San
Antón, o San Antonio Abad, fue un antiquísimo ermitaño, cuya fiesta fue
a mediados de enero, que fascino extraordinariamente a la última edad
media, y se pintaba siempre rodeado de animales más o menos infernales
que significaban las tentaciones con las que fue probado, porque en ese
tiempo se simbolizaba lo demoniaco en animales de pesadilla y terror,
construidos por la imaginación a partir del fiero o repugnante aspecto
de algunas de las bestias o gusarapos y removillas. Pero, en esa misma
Edad Media, Francisco de Asís, ya había convencido a un lobo y hablaba
con los pájaros de manera aún más sencilla que con los humanos, y las
gentes acabaron por tomar también a Antón como alguien que a los
animales mostraba querencia y especiales cuidados y a relacionarle en
particular con los animales domésticos. Y eso ganaron estos en cuanto a
su trato, aunque todavía han pervivido mucho tiempo costumbres bárbaras
de descabezamiento de gallos o despeñamiento de otros dulces animales
como pura diversión. Pero, de todos modos, hace siglos que las gentes
civilizadas han tratado humanamente a los animales.
Para la
mentalidad de «parque temático» que parece predominar en estos momentos,
las escenas de bendición de los animales domésticos ese día de San
Antonio Abad resultan algo así como estampas de folklore que sobreviven
entre gentes atrasadas, el oscuro rostro de «la España profunda», que
dicen los más listos. Pero es indudable que a esa antigua costumbre
están asociadas las puntas del alma de muchos seres humanos para quienes
su gato o su perro son las únicas compañías de su vida, o el asno y el
cerdo todo su sostén económico. Y no parece éste un asunto como para
mancharlo con burlas o banalizarlo, a menos que se posea la pasión de
destruir la alegría de vivir de las gentes.
Por lo menos
aparece muy clara la civilizada imagen de quien cuida sus animales y los
hace bendecir, que resulta bastante distinta, por cierto, de la otra
imagen de quienes deciden la explotación animal industrial sin muchos
escrúpulos y ahí parecen experimentar lo que luego puede hacerse con los
seres humanos también organizados como una granja productiva. No había
granjas tecno-científicas ni de animales ni de hombres en los tiempos
pasados, aunque en ellos tampoco era idílico el mundo, que nunca lo ha
sido; pero, al menos, no se mostraba ningún interés especial, como
sucedió después, en arrebatar a hombres y animales la alegría de vivir.

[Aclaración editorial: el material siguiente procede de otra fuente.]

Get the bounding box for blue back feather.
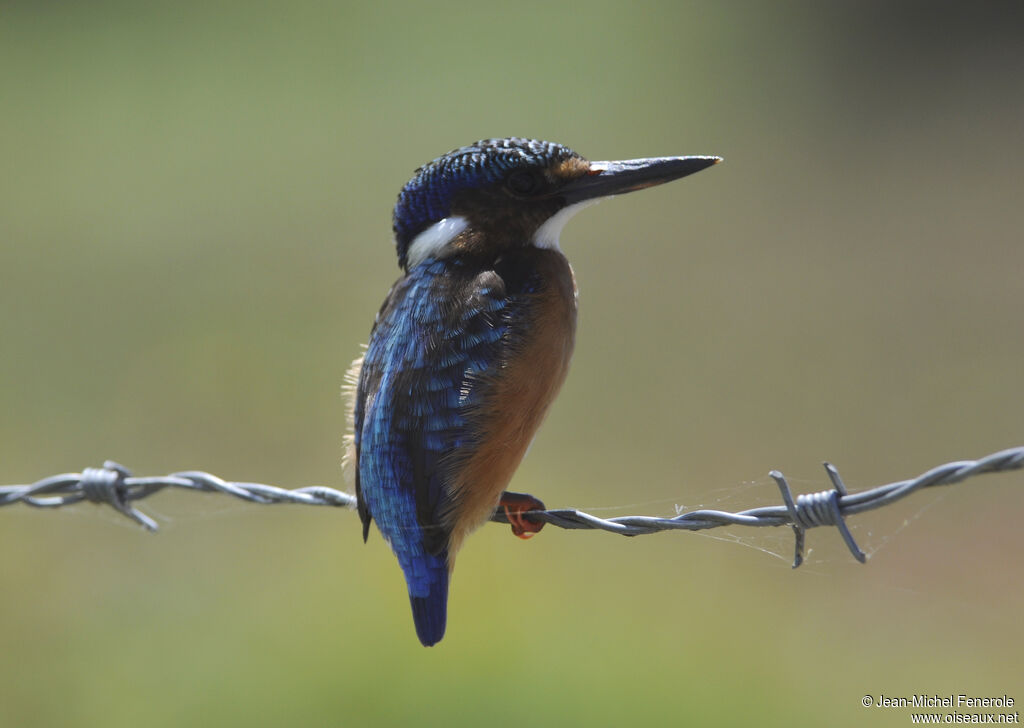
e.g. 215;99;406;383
354;260;508;644
393;137;574;267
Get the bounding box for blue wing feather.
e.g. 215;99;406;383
354;259;509;644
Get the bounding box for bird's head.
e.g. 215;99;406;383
394;137;720;270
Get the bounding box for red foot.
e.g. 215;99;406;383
498;490;544;539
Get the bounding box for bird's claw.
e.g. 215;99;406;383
498;490;545;539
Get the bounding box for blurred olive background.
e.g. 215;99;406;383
0;2;1024;726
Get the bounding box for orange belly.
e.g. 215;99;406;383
446;250;577;566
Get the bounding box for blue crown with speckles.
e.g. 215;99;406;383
393;136;574;267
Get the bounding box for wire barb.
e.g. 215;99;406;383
0;446;1024;568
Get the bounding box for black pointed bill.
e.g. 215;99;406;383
560;157;722;205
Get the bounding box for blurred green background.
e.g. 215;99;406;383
0;2;1024;727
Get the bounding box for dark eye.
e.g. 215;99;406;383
505;171;541;196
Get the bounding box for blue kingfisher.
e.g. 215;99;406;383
346;137;720;646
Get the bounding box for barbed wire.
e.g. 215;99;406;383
0;446;1024;568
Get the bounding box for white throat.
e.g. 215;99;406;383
534;198;600;250
406;215;469;268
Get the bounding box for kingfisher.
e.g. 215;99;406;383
345;137;721;646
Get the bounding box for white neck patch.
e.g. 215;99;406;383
406;215;469;268
534;198;601;250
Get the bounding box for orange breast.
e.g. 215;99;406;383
449;250;577;563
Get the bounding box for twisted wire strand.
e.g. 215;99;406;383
0;446;1024;568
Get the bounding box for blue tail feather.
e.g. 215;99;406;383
409;573;447;647
398;549;449;647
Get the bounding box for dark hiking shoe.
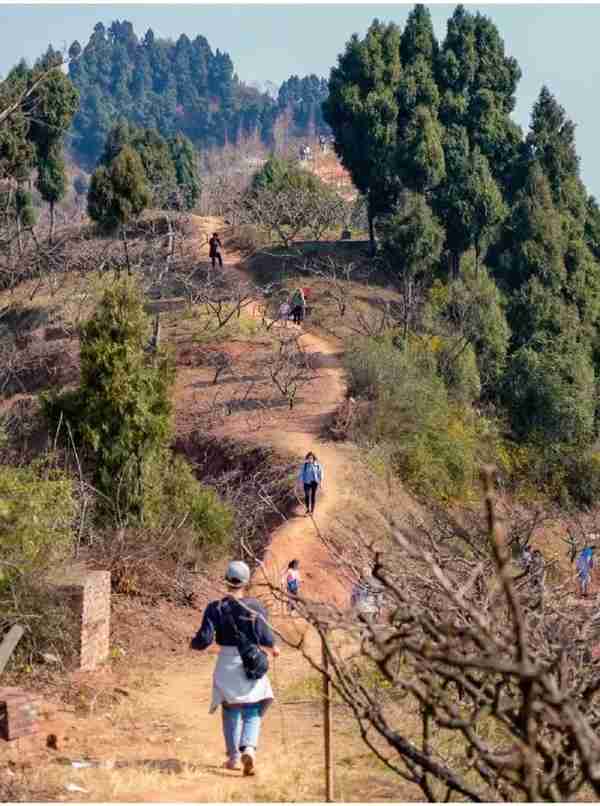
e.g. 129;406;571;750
242;747;255;775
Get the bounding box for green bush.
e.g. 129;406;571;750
437;339;481;403
346;338;496;500
144;451;234;551
344;338;406;400
424;268;510;397
502;339;596;445
0;465;75;668
0;466;74;593
43;278;174;517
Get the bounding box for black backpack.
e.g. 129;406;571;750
221;599;269;680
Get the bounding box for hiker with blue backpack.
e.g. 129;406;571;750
575;546;596;596
298;451;324;515
283;560;300;614
191;561;279;775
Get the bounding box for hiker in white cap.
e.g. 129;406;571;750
191;561;279;775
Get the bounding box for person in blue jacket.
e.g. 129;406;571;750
575;546;596;596
191;561;279;775
298;451;324;515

Y no para otra cosa que para expresar y mantener esta alegría del vivir
de todo viviente estaban los símbolos, y realidades de la naturaleza
misma como el luminoso enero que desembocaba días después en una fiesta
de luces y, en algunos lugares también, con la ofrenda de esos animales
domésticos, o de sus productos.
La fiesta llevaba el nombre de
«Las Candelas», que era la fiesta antigua de la «Amburbale», en la
vieja Roma, porque a las candelas se las suponía un poder simbólico de
purificación de la ciudad y de expulsión de los poderes de las
tinieblas, que, por lo demás, ahí siguen, desde luego; y cada vez más en
lo oscuro y en más inextricables laberintos, que ni los potentes focos
de hoy pueden alumbrar.
Más tarde, aquella fiesta de primeros
de febrero se convirtió en una fiesta cristiana, y también y de manera
esencial, en un símbolo más de la Luz que había venido al mundo, y se
celebraba con una larga procesión de túnicas blancas, y luego de color
púrpura, que levantaban alegría en los adentros como siempre lo ha hecho
el blancor.
En torno de la fiesta, se originaron costumbres
que han llegado hasta nosotros, y, entre éstas, la preparación de unos
dulces, que llevaban el nombre de las hojas leves de los árboles o de
los libros, y eran un manjar muy delicado, casi dulzura y aire
solamente. Así que ahí desemboca enero que suele ser muy frío, pero con
las noches ya algo menguantes, y días esplendorosos.